Choosing a cloud provider is one of those decisions that feels bigger than it is. And yet it's one that many developers and founders agonize over before writing a single line of production code.
Here's the short answer: for most early-stage apps, it doesn't matter much. Pick one and ship.
But if you're past that point and want a real comparison, here's how they actually differ.
Market share and ecosystem
AWS is the default. More than half of the cloud market runs on it, which means more tutorials, more third-party integrations, more people you can ask for help. If you hire a backend engineer tomorrow, there's a good chance they've used AWS before.

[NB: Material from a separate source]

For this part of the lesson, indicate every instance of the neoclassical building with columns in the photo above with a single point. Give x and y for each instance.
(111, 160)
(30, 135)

GCP is a strong second for data-heavy workloads. Google's networking infrastructure is genuinely excellent, and services like BigQuery and Cloud Run are hard to beat in their categories. If your product lives around data pipelines, ML, or analytics, GCP deserves serious consideration.
Azure is the enterprise pick. If you're selling to large companies or working in a regulated industry, Azure's compliance certifications and Microsoft integrations matter a lot. For most early-stage startups, it's not the obvious first choice.
Pricing
Honestly, they're close. For a typical startup workload at early scale, you're not going to make or break your runway by choosing one over the other.
That said, there are real differences at the margins:
- Compute: GCP charges per second after the first minute. AWS charges per second for most instance types. Azure is similar. For bursty workloads, these rounding differences add up less than they used to.
- Bandwidth (egress): All three providers charge for data leaving their network. This is where surprises happen. AWS tends to be the most expensive for egress. GCP is somewhat cheaper. None of them make this easy to predict.
- Database: Managed databases (RDS, Cloud SQL, Azure Database) are priced similarly, but the devil is in the storage and I/O charges. A db.t3.micro on RDS is cheap. A production Postgres instance with high I/O is not.
- Free tiers: AWS and GCP offer always-free tiers for certain services. Azure's free tier is mostly time-limited (12 months). More on this below.
Use the Cloud Cost Estimator to compare costs for your specific workload across all three.
Developer experience
AWS has the most services, which is both a strength and a weakness. The console can feel overwhelming. The CLI (aws) is powerful but verbose. The docs are comprehensive, sometimes to a fault.
GCP has a cleaner console and better defaults for most managed services. Cloud Run in particular is one of the easiest ways to deploy a containerized app. The CLI (gcloud) is well-designed.
Azure's tooling has improved significantly in recent years, especially for developers already in the Microsoft ecosystem (VS Code, GitHub, .NET). If you're outside that ecosystem, the learning curve is steeper.
Free tiers
AWS has the most generous always-free tier: 750 hours of t2.micro compute per month (for 12 months), 25 GB of DynamoDB storage, 1 million Lambda invocations, and more. After 12 months, some services drop off and others stay free permanently.
GCP's always-free tier includes one f1-micro instance per month, 5 GB of Cloud Storage, and free usage of Cloud Run up to a generous limit. Less variety than AWS, but the limits on the compute and serverless side are genuinely useful.
Azure's free tier is 12 months of specific services at no charge, plus some always-free services. Similar to AWS in structure, but the always-free list is shorter.
Use the Free Tier Explorer to see exactly what each provider offers and what the limits are.
What to pick
Pick AWS if: you want the largest ecosystem, the most job candidates familiar with it, and the safest default choice.
Pick GCP if: your workload is data-heavy, you want to use Cloud Run or BigQuery, or you're applying for Google for Startups credits (up to $200K for eligible startups).
Pick Azure if: your customers are enterprises, you're building on Microsoft technologies, or your company already has an Azure agreement.
Pick a PaaS first if: you want to skip this decision entirely and focus on product. Railway, Render, and Fly.io abstract away most of the cloud provider complexity. You can always migrate later. Use the PaaS Comparison tool to see if this route makes more sense for your scale.
The real answer
The cloud provider matters less than people think at early stage. What matters is shipping fast, keeping your infrastructure simple, and not over-engineering before you have users.
Pick the one your team knows best, take the startup credits if you qualify, and revisit the decision when your bill actually becomes a meaningful line item in your budget.